Two major projects protect Fish Creek from erosion and local flooding.
The original Fish Creek project in 1988 was required to stabilize the creek bed and prevent further bank erosion caused by increasing stormwater flows due to upstream urbanization. Original plans were to only stabilize the eroded areas; however, after placing survey markers to monitor the extent of continuing erosion, we found the creek bed had dropped up to three feet after a July 1987 storm event.
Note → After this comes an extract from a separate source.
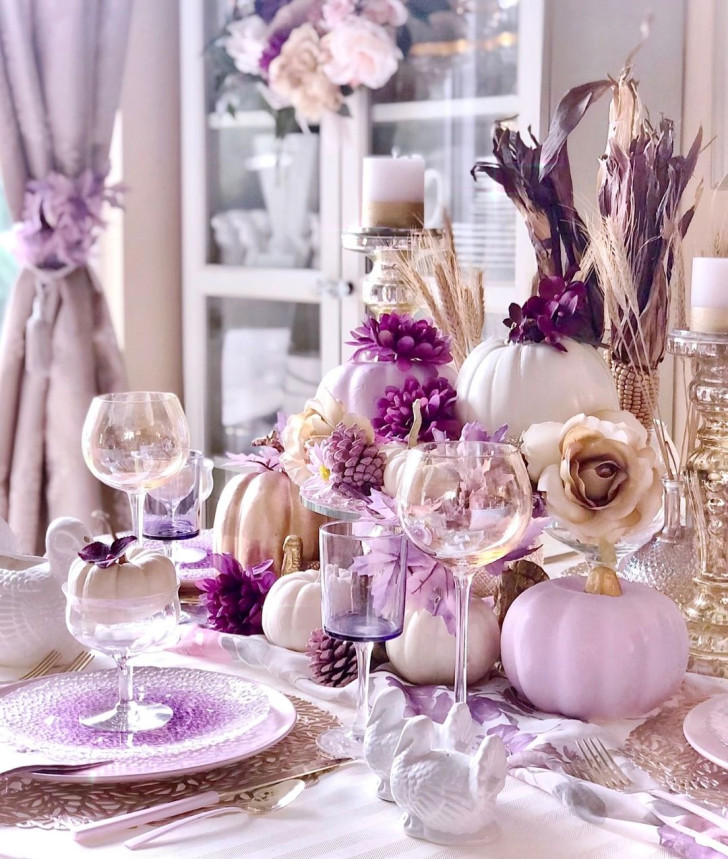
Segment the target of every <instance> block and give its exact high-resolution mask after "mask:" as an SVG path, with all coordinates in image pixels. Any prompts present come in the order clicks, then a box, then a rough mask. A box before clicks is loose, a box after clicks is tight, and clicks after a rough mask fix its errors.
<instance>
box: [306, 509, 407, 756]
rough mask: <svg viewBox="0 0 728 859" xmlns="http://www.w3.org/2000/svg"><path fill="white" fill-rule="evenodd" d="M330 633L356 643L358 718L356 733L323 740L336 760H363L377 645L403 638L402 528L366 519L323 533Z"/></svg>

Therefore, the project scope was expanded to include an underground pipe for flood flows in the steepest section of the creek (about one-half mile). A surface channel was reconstructed for low flows. The project also included development of three upstream control structures to delay storm flows
After another major storm in October 2005, considerable damage impacted a series of embankments in the Fish Creek ravine. The creek had to be temporarily rerouted to allow District staff to fully assess the damage for permanent repair and restoration. After the assessment, it became evident that numerous areas throughout the ravine were severely damaged and eroded.
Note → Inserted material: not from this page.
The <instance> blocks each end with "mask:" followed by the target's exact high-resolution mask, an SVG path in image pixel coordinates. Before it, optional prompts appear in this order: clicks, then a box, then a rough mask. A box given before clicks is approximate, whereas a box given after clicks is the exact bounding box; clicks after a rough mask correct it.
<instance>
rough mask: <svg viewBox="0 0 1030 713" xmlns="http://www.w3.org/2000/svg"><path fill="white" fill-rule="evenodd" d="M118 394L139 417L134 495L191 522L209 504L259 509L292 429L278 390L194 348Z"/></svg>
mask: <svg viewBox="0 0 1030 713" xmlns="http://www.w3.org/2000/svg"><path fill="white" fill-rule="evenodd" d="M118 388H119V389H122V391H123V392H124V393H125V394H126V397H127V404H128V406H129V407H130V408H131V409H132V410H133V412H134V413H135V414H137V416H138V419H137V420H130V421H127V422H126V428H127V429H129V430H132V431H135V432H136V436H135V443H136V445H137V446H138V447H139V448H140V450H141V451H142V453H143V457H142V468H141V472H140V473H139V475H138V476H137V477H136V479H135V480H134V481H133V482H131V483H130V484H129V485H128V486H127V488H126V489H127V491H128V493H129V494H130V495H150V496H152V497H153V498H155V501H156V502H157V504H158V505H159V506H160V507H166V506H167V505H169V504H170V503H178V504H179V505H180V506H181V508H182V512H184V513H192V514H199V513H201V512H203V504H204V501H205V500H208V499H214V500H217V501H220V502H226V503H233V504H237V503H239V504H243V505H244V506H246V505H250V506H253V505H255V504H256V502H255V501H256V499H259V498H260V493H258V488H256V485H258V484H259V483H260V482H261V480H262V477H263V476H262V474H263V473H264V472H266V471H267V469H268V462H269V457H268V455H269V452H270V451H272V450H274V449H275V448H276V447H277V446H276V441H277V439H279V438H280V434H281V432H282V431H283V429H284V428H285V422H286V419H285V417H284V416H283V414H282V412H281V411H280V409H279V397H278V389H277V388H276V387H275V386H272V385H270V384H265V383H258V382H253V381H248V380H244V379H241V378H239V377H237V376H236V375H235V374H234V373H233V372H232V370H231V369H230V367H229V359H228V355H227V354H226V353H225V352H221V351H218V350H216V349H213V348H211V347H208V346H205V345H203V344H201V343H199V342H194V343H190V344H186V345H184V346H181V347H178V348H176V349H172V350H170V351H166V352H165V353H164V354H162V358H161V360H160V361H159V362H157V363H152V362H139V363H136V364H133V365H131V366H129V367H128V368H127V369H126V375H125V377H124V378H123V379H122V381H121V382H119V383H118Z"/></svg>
Approximately 900 feet of channel and seven waterfall drop structures were reinforced and/or reconstructed. Additionally, three earth dams were removed to restore an open creek from I-494 to Highway 61. The flood flow pipeline was extended approximately 600 feet, and a new diversion structure was installed near I-494.
The flood flow pipeline extension now forces damaging flows to remain in the pipe until they discharge onto bedrock 400 feet upstream of Highway 61. The diversion structure routes low flows above ground to sustain the creek.